Non mi soffermo nemmeno sul fatto che il museo non deve essere un oggetto che si limiti a raccontare la storia del passato, semmai facciamo uno sforzo e partiamo da alcuni percorsi al contrario, dal presente. Certamente c’è il discorso delle risorse umane necessarie per la sua realizzazione, certamente il comitato scientifico è importante, ma bisogna anche pensare alla gestione del museo come catalizzatore e riferimento culturale di tutte le realtà della produttività triestina, dell’industria, della scuola e della formazione…

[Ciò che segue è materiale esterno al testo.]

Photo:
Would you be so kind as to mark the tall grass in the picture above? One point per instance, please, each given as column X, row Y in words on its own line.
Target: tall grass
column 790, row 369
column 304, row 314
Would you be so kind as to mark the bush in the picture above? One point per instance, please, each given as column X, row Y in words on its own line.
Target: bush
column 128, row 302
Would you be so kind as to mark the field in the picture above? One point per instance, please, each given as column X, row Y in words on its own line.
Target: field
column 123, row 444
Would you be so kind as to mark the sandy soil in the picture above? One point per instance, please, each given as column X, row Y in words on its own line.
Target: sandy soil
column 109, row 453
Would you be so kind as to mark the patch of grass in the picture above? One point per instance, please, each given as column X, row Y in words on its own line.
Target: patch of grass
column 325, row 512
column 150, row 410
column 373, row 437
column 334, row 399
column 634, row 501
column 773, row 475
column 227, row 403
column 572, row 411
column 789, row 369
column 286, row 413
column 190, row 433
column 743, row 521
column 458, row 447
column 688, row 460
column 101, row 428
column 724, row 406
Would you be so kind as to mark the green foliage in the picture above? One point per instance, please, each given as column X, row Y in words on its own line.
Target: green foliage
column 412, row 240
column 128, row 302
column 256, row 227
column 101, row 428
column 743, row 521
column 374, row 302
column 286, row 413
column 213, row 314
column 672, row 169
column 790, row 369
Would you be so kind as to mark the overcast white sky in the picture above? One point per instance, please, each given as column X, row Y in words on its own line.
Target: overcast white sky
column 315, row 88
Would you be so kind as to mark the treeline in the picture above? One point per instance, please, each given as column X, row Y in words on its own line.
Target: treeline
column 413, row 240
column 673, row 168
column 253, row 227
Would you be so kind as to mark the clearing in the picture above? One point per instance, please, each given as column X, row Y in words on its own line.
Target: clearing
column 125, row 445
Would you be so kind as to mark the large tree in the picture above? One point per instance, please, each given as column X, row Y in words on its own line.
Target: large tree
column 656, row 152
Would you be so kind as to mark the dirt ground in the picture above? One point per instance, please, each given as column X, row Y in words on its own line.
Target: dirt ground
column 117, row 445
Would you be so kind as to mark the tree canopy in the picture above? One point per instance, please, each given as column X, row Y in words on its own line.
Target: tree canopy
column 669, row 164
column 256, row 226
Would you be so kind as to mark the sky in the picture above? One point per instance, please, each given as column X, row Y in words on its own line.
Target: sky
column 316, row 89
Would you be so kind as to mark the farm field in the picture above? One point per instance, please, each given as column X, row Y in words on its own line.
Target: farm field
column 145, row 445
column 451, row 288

Un luogo in cui tutte le istituzioni d’eccellenza, soprattutto quelle legate ai giovani di oggi, possano prendere in mano e sentire come loro questo luogo, perché altrimenti, come dimostrano troppi esempi che abbiamo attorno, sarà destinato a naufragare e a morire. È anche importante capire che cosa si vuole fare, non c’è una linea guida ancora definita, e mi è capitato di sentire le ipotesi più strampalate e impegnative dal punto di vista del personale. Ma non so quanto siano notizie affidabili.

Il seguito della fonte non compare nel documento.